This is the first time I publicly present included optional CPU branch removal.
1/4 Foreword for pascal programmers that don't know what CPU branches are about
Many processors are able to compute more than one line of code at a time. This means that two(or more) lines of pascal code can be computed in parallel(almost at the same time), improving code execution speed. However, once we hit an "if", "case" or loop("repeat", "for"...) the situation becomes complex. The CPU is not 100% sure what's best to be done, it may stall(wait) or try to guess. Apparently it is better to try guessing than waiting
. When the processor fails to predict if the code found at "then" or "else"(branches) block is the appropriate one, usually it fails with a sensible decrease of code execution speed(localy). Depending on the combination of CPU model and fpc version(as there is hope), the decrease can be small or huge.
Anyway, at the moment, branch misses are bottlenecks for new CPU models, no matter the language or compiler used. Older CPU models might not have appropriate optimizations within fpc, so they might hit the speed penalty too. All of these CPU share this bottleneck: the presence of conditional jumps("if", "case"...statements).
2/4 Drawbacks of branch removal
Previous uploaded modified code(files) already had some branch removals.
I'M NOT SURE THE FOLLOWING EXAMPLE IS THE BEST ONE!!!
For example:
"If (sourcewidth=0)and(sourceheight=0)and(destinationwidth=0)and(destinationheight=0) then copyimageoptimized;".
Can be changed to something like:
"If (sourcewidth or sourceheight)=0)and(destinationwidth or destinationheight=0) then copyimageoptimized;"//TWO BRANCHES
or
"If (sourcewidth or sourceheight or destinationwidth or destinationheight)=0 then copyimageoptimized;"//ONE BRANCH
or
"{$B+} If (sourcewidth=0)and(sourceheight=0)and(destinationwidth=0)and(destinationheight=0) then copyimageoptimized; {$B-}"//ONE BRANCH
The problem with the above alternatives is that those "or" instructions are not for free. Those are operations that take time.

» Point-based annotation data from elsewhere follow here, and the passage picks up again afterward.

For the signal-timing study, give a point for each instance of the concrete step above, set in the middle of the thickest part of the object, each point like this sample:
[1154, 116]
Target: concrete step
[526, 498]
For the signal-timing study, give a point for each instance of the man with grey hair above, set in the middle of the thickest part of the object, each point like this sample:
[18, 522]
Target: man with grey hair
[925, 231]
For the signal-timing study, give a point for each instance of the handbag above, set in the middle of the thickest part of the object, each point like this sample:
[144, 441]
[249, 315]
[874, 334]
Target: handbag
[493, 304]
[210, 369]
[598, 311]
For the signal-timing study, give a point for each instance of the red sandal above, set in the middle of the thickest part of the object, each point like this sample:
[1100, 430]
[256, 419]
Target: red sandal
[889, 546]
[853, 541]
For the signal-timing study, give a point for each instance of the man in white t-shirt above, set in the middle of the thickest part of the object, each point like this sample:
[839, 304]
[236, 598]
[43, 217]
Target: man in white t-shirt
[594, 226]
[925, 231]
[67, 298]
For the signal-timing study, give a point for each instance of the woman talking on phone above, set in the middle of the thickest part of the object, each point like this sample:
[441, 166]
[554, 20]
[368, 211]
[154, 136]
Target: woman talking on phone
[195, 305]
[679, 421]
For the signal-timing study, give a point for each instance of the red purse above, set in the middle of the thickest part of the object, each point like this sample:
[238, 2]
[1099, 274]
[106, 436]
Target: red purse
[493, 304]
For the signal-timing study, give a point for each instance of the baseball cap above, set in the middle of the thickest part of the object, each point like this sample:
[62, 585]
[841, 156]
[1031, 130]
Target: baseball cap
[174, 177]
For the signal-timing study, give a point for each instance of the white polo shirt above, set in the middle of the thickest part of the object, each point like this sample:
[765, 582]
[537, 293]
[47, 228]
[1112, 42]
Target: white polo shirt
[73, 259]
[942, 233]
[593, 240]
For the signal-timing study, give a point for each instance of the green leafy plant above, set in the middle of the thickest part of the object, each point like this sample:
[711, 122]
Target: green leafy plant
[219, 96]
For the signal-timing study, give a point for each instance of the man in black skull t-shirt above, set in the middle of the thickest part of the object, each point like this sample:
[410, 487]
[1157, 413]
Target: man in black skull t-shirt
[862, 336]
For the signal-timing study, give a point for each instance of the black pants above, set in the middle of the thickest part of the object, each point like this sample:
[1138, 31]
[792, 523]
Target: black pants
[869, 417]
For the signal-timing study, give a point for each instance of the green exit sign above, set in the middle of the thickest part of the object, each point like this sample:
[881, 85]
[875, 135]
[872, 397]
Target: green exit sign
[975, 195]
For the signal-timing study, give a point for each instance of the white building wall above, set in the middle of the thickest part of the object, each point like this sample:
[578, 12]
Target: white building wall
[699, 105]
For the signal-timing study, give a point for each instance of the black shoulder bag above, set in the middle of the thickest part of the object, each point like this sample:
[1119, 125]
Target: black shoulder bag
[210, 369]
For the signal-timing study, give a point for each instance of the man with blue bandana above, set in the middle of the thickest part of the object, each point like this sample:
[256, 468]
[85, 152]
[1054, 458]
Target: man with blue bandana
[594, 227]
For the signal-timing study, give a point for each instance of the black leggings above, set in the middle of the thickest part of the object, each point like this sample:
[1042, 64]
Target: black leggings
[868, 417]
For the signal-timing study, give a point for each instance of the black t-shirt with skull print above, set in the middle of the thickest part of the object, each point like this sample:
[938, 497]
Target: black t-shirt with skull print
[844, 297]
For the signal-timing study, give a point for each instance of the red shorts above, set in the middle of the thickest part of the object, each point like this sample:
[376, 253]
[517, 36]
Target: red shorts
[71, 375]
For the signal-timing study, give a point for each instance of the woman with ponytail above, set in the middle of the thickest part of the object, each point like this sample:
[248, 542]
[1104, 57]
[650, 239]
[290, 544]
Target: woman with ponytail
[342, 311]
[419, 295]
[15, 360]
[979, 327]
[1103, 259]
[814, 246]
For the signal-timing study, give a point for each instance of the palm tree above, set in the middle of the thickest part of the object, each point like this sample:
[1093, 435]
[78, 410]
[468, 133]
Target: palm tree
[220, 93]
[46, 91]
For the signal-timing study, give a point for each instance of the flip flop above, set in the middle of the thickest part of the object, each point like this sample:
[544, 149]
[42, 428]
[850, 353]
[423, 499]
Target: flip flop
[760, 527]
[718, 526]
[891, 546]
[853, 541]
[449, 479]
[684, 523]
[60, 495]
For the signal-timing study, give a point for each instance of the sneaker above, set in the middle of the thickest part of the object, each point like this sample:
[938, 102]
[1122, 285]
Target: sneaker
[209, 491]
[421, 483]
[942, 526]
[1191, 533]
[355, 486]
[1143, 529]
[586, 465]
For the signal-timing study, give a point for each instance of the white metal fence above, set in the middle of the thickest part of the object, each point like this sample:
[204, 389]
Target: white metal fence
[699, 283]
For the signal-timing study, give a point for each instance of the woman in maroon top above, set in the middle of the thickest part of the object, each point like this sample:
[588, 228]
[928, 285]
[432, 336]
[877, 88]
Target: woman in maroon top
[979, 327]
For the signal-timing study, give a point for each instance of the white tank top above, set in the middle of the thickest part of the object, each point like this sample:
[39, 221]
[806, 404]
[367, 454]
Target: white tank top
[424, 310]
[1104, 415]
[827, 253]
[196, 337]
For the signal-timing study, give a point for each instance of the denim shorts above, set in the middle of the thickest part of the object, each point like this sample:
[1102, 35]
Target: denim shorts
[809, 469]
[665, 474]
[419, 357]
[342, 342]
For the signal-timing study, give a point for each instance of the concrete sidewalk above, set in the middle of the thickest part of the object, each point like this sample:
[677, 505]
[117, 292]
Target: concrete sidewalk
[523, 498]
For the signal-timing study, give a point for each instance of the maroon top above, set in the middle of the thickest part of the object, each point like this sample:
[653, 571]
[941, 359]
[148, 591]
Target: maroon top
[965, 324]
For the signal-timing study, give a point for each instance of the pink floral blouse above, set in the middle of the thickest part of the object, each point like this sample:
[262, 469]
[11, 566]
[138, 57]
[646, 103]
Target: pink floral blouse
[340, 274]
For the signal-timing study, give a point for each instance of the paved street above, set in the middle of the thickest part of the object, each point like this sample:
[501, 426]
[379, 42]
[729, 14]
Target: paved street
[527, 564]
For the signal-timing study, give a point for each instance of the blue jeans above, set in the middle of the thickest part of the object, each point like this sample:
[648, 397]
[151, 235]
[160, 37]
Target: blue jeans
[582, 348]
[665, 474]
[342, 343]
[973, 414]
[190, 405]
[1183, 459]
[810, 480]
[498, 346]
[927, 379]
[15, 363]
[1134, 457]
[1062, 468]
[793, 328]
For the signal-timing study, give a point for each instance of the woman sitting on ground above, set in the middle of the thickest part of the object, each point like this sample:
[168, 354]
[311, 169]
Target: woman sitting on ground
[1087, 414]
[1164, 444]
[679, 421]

This means that the situation is like the following text(JUST AS EXAMPLE):
Original code(with branches):
"if {condition} then {dothen} else {doelse};"
will take 10 millisecond if the CPU guesses the condition;
will take 20 milliseconds if the CPU misses the condition;
Modified code(without branches):
will take 13 milliseconds all the time(there is no "if" statement).
Between original and modified codes, if you consider the branch-less code(with time consumed for additional operations like the "or" in the above example) will statistically perform better, you may activate the option. Regarding code execution speed there is no universal safe solution...and there won't be.
3/4 Who might benefit from branch removal.
New CPU models might benefit because they are fast for many things except for branch misses recovery.
Some old CPU models that predict poorly and fpc might not have proper optimizations for them. For example, at the moment, I expect AMD K8(probably K10 too) series to run Lazarus/Fpc built binaries slow. For these CPUs, apparently, regarding branches("then" or "else" code blocks), even if the CPU predicts corectly the branch, some code might need to be aligned(something that fpc might not do properly at the moment
). This means that the simple existence of an "if", "case" or any loop within the pascal code can become a bottleneck, no matter branch prediction influence. Also, apparently a series of more than three consecutive conditional jumps is highly susceptible to mess the branch predictor.
Regarding software, I've never used Code Typhoon but probably this "branch"(distribution) has the potential to benefit more than "vanilla" Lazarus because of it's easier cross-compiling target.
4/4 How to enable branch removal
Use "-dBRANCHREMOVAL"(without quotes).
TEXT PRESENTED ABOVE IS JUST AN INTRODUCTION! IF YOU'RE LOOKING FOR MORE INFORMATIONS(OR MORE ACCURATE) REGARDING CPU BRANCHES TRY NOT TO USE THIS FORUM THREAD.